Question: My partner and I are currently working on our relationship to make it better. However, I can't help but feel that I'm doing more work than he is. How do I stay out of resenting him because of that and how do I encourage him to be more active.
That’s a really great question because many women are struggling with these feelings.
My advice is that you continue with your own work regardless of what anybody else is doing. When it comes to doing the work in the relationship, it has to come from both individuals.
Continue your own work:
Once one person changes their approach in the relationship, the whole dynamic tends to change.
Allow a 3 to 6 month period where you don’t put any pressure on your partner to change.
Do your own work and start looking for things that actually do work for you about your partner.
Find gratitude for the things that are great about him, so that it’s not just about what’s wrong with the other person and what they are not doing.
Start parenting your inner child:
It’s very easy for all of us to fall into that pattern of “it’s not fair I’m doing all this work alone”.

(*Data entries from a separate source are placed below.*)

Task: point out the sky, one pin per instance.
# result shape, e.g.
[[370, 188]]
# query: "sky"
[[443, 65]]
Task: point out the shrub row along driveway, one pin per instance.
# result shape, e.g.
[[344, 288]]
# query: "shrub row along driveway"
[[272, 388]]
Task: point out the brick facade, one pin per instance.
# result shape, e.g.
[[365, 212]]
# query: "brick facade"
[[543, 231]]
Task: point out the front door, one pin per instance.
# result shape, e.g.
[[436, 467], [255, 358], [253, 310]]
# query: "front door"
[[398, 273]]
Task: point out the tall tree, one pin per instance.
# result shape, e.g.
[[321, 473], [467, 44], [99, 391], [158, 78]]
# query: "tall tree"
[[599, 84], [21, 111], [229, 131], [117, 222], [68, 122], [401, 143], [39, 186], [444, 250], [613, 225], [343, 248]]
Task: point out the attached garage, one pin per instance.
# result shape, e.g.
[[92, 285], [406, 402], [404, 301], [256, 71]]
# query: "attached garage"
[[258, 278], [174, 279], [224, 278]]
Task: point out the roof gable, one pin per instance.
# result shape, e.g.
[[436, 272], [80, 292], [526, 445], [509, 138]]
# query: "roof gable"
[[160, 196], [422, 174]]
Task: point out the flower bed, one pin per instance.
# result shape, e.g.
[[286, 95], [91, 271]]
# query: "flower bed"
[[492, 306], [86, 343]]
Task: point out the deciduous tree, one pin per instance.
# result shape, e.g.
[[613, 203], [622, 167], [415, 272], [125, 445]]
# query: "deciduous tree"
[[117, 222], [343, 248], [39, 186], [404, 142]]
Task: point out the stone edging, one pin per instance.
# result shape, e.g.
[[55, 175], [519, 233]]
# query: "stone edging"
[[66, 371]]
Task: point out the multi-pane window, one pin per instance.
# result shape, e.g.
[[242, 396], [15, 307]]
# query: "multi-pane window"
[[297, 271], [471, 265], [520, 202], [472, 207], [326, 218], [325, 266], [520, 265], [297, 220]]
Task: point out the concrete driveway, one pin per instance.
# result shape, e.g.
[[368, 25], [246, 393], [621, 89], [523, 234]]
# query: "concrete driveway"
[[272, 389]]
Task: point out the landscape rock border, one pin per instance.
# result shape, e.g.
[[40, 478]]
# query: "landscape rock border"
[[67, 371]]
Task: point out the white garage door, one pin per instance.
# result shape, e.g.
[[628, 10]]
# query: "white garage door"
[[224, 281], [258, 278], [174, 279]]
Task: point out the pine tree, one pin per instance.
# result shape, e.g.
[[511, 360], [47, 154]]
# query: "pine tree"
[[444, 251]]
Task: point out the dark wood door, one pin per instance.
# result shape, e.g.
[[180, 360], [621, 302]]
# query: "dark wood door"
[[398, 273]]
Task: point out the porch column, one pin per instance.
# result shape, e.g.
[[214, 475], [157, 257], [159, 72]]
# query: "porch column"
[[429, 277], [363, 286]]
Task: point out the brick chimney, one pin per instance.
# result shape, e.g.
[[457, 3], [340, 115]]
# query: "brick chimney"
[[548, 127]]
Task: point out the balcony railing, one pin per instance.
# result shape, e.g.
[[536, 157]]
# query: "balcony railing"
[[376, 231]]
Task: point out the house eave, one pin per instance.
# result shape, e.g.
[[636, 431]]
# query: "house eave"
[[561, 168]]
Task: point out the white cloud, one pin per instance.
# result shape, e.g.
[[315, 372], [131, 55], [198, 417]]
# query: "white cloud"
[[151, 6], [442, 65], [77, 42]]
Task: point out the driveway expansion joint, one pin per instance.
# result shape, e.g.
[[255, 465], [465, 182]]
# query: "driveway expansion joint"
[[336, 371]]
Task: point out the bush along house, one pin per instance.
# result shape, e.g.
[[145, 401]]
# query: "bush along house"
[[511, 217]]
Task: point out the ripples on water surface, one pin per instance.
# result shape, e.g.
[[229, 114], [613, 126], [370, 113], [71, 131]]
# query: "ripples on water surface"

Remember that the resentment you are feeling towards your partner, is not actually all of who you are, it’s just a part of you. That is usually one of the inner child parts that says “it’s not fair”.
Keep in mind that things are not black and white. It is commonly the 10 year old inner child that goes on about the unfairness of the situation, and she can actually make any grown up life situation seem like things are black and white.
Parent your inner child and say: “You know what, sometimes fairness isn’t the most important thing. Sometimes it’s more important to do what needs to be done for us to be happy. So do I want to be happy or do I want to be right?”. That’s a question everybody should ask for themselves.
Honour your differences:
Often we are different personality types to our partner. We don’t necessarily know how the other person is working through or processing things.
Don’t project our own personal development journey onto other people and say they are not doing anything. They might actually be doing their own work in a different way and think that you are not doing anything that’s useful because of the kind of work that you are doing.
Take a personality test and get more information about you and your partner’s personality types.
Continue with your own work. Allow 3 to 6 months for the dynamic to change within the relationship. Practice regular gratitude towards the other person. Start parenting your inner children and find out more information about your differences.